El silbo de las balas sigilosas
silencia los poemas nunca escritos,
los dedos aún manchados por la tiza.

No serán olvidados.

Los verdugos aún viven,
ancianos ya,
aunque no venerables,
acunados con la nana demente
de las adulaciones.
Reciben sepultura junto al Cid.

Vuela el botafumeiro
perfumando la herida
hedionda,
supurante.

Los caídos susurran su lamento
con lenguas de ceniza sublevada:
«Justicia, justicia, justicia…».

No serán olvidados.


Belén Atienza (Badalona, 1970) es profesora de literaturas hispánicas en Clark University (Estados Unidos).
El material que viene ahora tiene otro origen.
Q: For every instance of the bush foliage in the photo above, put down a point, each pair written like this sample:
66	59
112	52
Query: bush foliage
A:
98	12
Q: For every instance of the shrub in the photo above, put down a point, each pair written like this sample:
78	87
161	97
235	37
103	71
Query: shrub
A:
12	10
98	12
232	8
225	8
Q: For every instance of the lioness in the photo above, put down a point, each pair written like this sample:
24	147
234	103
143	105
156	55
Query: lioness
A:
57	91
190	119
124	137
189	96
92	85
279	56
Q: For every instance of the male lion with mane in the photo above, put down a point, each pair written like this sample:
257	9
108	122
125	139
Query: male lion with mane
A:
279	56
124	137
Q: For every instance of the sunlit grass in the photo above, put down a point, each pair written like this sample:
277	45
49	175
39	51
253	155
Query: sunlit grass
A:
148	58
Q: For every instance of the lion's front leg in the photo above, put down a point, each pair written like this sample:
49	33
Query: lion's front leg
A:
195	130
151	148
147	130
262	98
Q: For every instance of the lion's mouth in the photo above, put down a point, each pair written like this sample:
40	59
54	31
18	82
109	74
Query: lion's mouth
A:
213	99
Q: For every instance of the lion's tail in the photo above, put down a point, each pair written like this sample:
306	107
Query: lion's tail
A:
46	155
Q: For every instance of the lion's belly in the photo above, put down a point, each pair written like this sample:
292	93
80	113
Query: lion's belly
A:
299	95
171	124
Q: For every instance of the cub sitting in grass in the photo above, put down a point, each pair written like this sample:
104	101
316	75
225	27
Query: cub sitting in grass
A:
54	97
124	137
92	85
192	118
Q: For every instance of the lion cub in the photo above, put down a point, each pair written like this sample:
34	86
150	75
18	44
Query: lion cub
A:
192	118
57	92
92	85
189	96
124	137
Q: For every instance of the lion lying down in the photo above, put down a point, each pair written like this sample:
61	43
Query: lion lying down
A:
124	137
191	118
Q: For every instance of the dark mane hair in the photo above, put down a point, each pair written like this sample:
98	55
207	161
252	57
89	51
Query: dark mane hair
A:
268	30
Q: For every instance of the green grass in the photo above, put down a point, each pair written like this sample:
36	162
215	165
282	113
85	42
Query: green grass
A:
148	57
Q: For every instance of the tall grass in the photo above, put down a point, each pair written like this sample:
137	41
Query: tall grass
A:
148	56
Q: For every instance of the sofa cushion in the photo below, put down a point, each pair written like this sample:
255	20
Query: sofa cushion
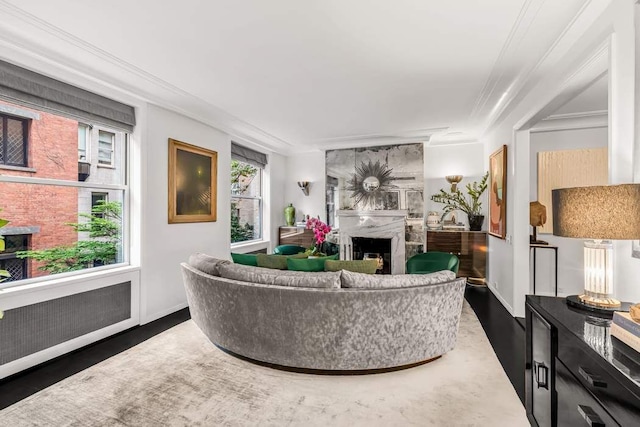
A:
206	263
308	264
272	261
245	259
368	266
358	280
267	276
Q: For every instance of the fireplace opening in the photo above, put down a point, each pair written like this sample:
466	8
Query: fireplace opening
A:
380	249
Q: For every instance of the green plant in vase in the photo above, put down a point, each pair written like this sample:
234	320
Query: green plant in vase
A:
468	203
4	274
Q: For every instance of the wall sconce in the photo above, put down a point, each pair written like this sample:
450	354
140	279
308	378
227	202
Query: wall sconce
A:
304	186
453	180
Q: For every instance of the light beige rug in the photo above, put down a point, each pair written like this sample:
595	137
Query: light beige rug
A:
179	378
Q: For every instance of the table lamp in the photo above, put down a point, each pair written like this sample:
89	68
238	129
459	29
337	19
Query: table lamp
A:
600	214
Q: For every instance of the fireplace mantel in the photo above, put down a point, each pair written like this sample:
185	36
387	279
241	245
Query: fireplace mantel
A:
378	224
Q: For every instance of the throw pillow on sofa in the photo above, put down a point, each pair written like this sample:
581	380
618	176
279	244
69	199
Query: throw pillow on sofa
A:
278	262
206	263
368	266
379	281
307	264
245	259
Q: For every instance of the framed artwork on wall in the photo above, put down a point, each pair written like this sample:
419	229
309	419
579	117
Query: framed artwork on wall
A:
192	183
498	193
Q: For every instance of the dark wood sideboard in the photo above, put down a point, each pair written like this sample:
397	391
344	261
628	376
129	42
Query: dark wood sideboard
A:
469	246
300	236
575	372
Es doctora en Filología Romance por la Universidad de Princeton y licenciada en Filología Española por la Universidad Autónoma de Barcelona. Es autora de los poemarios Tierra de noches inmensas (Indole Editores, El Salvador) y Mi tierra es una lengua (Proyecto Editorial La Chifurnia. El Salvador) y del libro de relatos Saltaparedes (Pontevedra: El taller del poeta, 2011). Especialista en los Siglos de Oro, es también autora de El loco en el espejo: locura y melancolía en la España de Lope de Vega (Amsterdam: Rodopi, 2009). Ha participado en el Festival Internacional del Poesía Amada Libertad (El Salvador, 2020) y LaOtra FIL (Guadalajara, México, 2020). Sus poemas han aparecido en las revistas Alastor literario, Letralia, Destiempos y la Revista Hispano-Cubana HC. Sus poemas han sido traducidos al inglés por Rhina P. Espaillat y publicados en las revistas norteamericanas Rattle y THINK. Como gestora cultural, es miembro fundador y organizadora de la Tertulia Julia de Burgos (Worcester, Massachusetts) y la tertulia Miercoletras.